BOOK ONE: 2015 - GLOBALIZATION

Chapter Five: Political Globalization

II. Globalization Of Defence

Among national virility symbols, an army presumably counts higher than a central bank or a currency, but slightly below a Queen or a President. Not all countries have armies: Costa Rica is an example of one that by law doesn't and can't have an army. Japan and Germany are still so to speak on probation after WWII, although both are moving towards again having fighting forces with more than defensive roles.

It wasn't always so. In the last thousand years, the first permanent, professional national army came into existence only under Cromwell. Previously, and for many countries for two hundred years afterwards, armies were mercenary. It was only when the unitary nation state gained control over its borders and the physical bodies of its subjects (say, 1800 for most of Europe) that it became possible for countries to maintain standing armies. England, being an island, found it easier, although even there the press-gang lasted until well into the 19th century. Conscription, in one form or another, has sustained most European armies for the last hundred years or more.

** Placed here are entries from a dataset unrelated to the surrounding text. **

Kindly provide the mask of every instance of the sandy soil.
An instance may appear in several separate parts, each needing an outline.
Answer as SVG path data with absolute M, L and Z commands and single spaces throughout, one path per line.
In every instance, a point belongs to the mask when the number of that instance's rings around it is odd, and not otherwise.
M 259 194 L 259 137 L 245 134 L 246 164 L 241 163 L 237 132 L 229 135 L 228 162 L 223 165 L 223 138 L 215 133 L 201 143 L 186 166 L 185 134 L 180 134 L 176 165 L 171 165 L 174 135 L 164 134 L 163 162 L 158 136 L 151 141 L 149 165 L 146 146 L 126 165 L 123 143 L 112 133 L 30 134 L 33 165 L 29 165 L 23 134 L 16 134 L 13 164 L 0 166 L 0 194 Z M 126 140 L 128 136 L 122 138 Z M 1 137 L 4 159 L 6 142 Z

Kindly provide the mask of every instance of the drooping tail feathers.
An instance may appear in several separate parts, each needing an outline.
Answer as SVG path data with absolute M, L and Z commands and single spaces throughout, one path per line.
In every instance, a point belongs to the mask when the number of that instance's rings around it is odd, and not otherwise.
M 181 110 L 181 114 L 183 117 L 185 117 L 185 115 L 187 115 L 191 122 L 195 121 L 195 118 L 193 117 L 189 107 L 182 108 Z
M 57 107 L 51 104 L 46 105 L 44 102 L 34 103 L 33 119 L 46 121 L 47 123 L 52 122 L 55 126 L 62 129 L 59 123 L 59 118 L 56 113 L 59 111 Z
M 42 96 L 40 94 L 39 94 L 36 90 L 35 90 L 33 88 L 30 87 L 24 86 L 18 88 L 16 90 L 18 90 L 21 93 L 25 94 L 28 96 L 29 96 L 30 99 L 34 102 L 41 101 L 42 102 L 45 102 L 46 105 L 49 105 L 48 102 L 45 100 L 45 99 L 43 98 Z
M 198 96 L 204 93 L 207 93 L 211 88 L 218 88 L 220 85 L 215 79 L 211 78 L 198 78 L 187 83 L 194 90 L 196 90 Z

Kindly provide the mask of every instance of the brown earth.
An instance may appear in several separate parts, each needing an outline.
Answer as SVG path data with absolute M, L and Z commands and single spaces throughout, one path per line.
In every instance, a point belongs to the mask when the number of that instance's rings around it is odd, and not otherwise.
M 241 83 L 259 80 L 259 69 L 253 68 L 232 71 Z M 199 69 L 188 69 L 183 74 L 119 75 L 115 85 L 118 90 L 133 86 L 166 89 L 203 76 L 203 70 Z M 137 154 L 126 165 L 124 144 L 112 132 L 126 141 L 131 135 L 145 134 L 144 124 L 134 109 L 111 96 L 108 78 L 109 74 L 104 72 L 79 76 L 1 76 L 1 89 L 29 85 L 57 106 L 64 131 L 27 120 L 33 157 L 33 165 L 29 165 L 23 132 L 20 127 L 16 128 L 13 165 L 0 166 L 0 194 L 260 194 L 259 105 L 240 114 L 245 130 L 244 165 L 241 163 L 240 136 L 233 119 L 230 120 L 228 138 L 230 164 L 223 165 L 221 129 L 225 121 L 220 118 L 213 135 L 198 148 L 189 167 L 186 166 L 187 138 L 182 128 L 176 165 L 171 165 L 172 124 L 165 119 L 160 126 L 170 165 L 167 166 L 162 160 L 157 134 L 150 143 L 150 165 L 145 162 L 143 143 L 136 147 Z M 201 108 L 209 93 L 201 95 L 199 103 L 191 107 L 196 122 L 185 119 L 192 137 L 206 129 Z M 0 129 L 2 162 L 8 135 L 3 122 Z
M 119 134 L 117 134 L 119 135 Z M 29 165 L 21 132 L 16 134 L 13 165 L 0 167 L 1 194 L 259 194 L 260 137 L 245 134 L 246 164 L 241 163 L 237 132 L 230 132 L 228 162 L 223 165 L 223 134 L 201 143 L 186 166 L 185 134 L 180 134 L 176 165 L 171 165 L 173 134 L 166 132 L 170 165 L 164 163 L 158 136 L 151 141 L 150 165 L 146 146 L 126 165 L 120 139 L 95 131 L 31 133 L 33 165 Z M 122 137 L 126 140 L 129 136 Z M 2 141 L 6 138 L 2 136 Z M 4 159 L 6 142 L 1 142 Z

The point has been made in previous chapters that most nation states are likely to be extremely unwilling to give up their armies, which are so very potent a symbol of the power of the State. One just needs to think of all those TV clips of travelling politicians inspecting guards of honour, more often than not dressed in improbably Ruritanian 18th century uniforms and carrying guns which would be blown away by any whiff of 'shock and awe'. Even the Pope (how many divisions does he have?) is secured by his mediaeval Swiss Guards.

Curiously enough, it may be the Pope's apparently outdated mercenary model that comes to the fore again in future. Although there are still national armies, there are few national armourers: with the exception of some national champions in the very grandest countries, arms manufacturing has become an entirely private, international affair.

Wars themselves are increasingly becoming international cooperative efforts supervized by global or regional governance bodies or alliances (the United Nations, NATO, the European Union). But why aren't there any United Nations or NATO soldiers? The 'casques bleus' are always national soldiers delegated for a period to a UN force, ditto with NATO. The principle of a UN-mandated force exists, yes, but countries have never yet been willing to equip the UN with actual firepower of its own, and when you consider how it operates, you can understand why. Therefore the countries which sign up to a particular UN mission are often pursuing their own political or economic goals under cover of the UN mission. Sooner or later however there will be a reform of the UN which puts this right; and it seems as likely as not that an EU or NATO military force will eventually crystallize out of existing national military establishments.

Armed forces in the employ of non-territorial bodies such as the United Nations will look a great deal like mercenaries, in the older sense of the term before it became tainted with ex-colonial overtones. And given that the equipment of such 'armies' will be provided on a commercial basis by multinational manufacturers, would we also not expect those manufacturers to expand into the provision of fully-equipped and trained armies? Anyway (see later in the book) by 2050 the fighting units will no longer be people, they will be advanced robots – and only large, sophisticated manufacturers will have the technology and resources to supply them. The movie 'Robot' explored some of the scarier dimensions of this territory; but failed to create a believable global governance framework in which such dangers would in actuality be minimized.